Organic shapes seem to pulse with life on the walls, hanging in unctuous fleshy folds, like slow-dripping molasses. They are organic, ribbed like the undersides of mushrooms, like a coral reef, or like writhing heaps of worms, snakes, noodles, intestines, frozen in place, static yet moving. They are like wasps’ nests, organic hive structures at once tantalising and making you recoil. Nearby are perfect white marble heads, classical busts from the hallowed halls of antiquity. Except they are blasted, broken, noses bent, eyes gouged out, parts missing, sliced off, lopped off, blasted away into oblivion. This is a weird room of bodies you are entering – they are present in their absence, in the suggestion of skin coloured velvet, of suggestive crimson, of human shapes familiar in their grotesque manipulation. In Disclosing the Uncanny (31st of March – 29th of April 2017) at Kristin Hjellegjerde Gallery, Norwegian artist Hanne Friis and Belgium-based Iraqi sculptor Athar explore the fragility and visceral presence of the human body.
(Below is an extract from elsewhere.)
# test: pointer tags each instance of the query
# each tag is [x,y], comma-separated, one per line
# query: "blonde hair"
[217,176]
In the works of Hanne Friis, opposites collide in a litany of seeming contradictions – order/chaos, beauty/grotesque, natural/artificial, inside/outside, or, as she refers to herself, “Baroque-minimalist”. The drama, sensuality and movement of Baroque art find themselves translated into Friis’s minimalist aesthetic through her unique treatment of raw material. Creating tactile sculptures, she carefully hand dyes textiles with pigments she has collected from natural materials she has foraged from the Norwegian landscape and her surroundings, such as lichen, birch bark, mushrooms, pinecones and other plants. This process, while time-consuming, imbues the fabric with soft, almost otherworldly yet, fundamentally organic colours. She then painstakingly begins to fold and bunch the fabric by sewing with a tiny needle.
The resulting sculptures here are made of materials such as silk velvet or wool, hanging on the gallery walls. “I always work with the space and the tension between different spatial elements,” Friis explains. “I find it interesting to combine the intimate with the large-scale.” These finished pieces bring to mind the human body, their organic shapes familiar, beautiful yet repulsive. “I am interested in the body’s vulnerability and human mortality,” explains the artist, “but also the power and violence of life.” Through folds of fabric or coils of yarn, they give the impression of uncontrollable growth, of burgeoning, swelling, multiplying masses. The soft earthy colours are reminiscent of skin tones and more (for some parts are a deep crimson). Are we looking at parts of a body, or at natural landscapes? “I’m interested in the ambivalence and insecurity that the materials and their colours evoke,” admits Friis.
This visceral element finds resonance in the works of Athar, whose striking stone sculptures explore the expressive potential of the contemporary human body. Classical-style figures and busts are hewed out of marble, only to be deformed, amputated, alienated and manipulated. Limbs are twisted, torsos amputated and faces seemingly sawed off or simply blown away. At other times, they are metamorphosed by hitting the stone for hours in a regular cadence, creating a trance-like, meditative state. Athar gives shape to his subjects’ innermost thoughts, fears, agonies and suffering by distorting his sculptures through a variety of techniques, including carving, sandblasting, acid erosion and shooting. The distortions of stone depict the distortions of an internally tormented spirit, vulnerable to the violence of life. For the artist, a perfect body “is an unsuitable reflection of a person’s physical and psychological fragility.”
For Athar, growing up in various countries in his youth, after a childhood in Florence, has reinforced a sense of belonging that goes beyond geographical borders. This desire for a common human experience, transcending culture and time mingles with the images that permeated his childhood, of the Gulf War, themes of suffering and violence that became a part of the unfortunate fabric of his cultural heritage. As such, it is only when the perfect ideal, the perfect body is manipulated, Athar says, that “it begins expressing a reality representative of the human condition – a condition that finds entropy in its very essence.” This sense of violence permeates each piece, the perfect marble subject to a variety of invasive acts, from being eaten away by acid to being blasted away physically with force. Natural processes, such as rain slowly eroding away stone over millennia are sped up, compacted and forced upon each piece of stone. “The work seeks to highlight an inevitability each one of us is subject to – our very own form of decline,” explains Athar. “They embody an acceptance of time’s natural processes and an acknowledgment of time as an element that bonds us. They aim to stand as a testimony for the possibility of beauty in the face of decay.”
Entering the exhibition space is to enter a strange room of bodies. Friis’s sculpture evades the walls, creating a space reminiscent perhaps of The Upside Down; somewhere fleshy, threateningly organic, pulsing with hidden life. Athar’s sculptures, while hard and cold stone, capture the visceral bloody violence of the human condition, of an ongoing battle with this too, too fragile flesh. There may only be velvet and stone here, yet, somehow, there is flesh everywhere.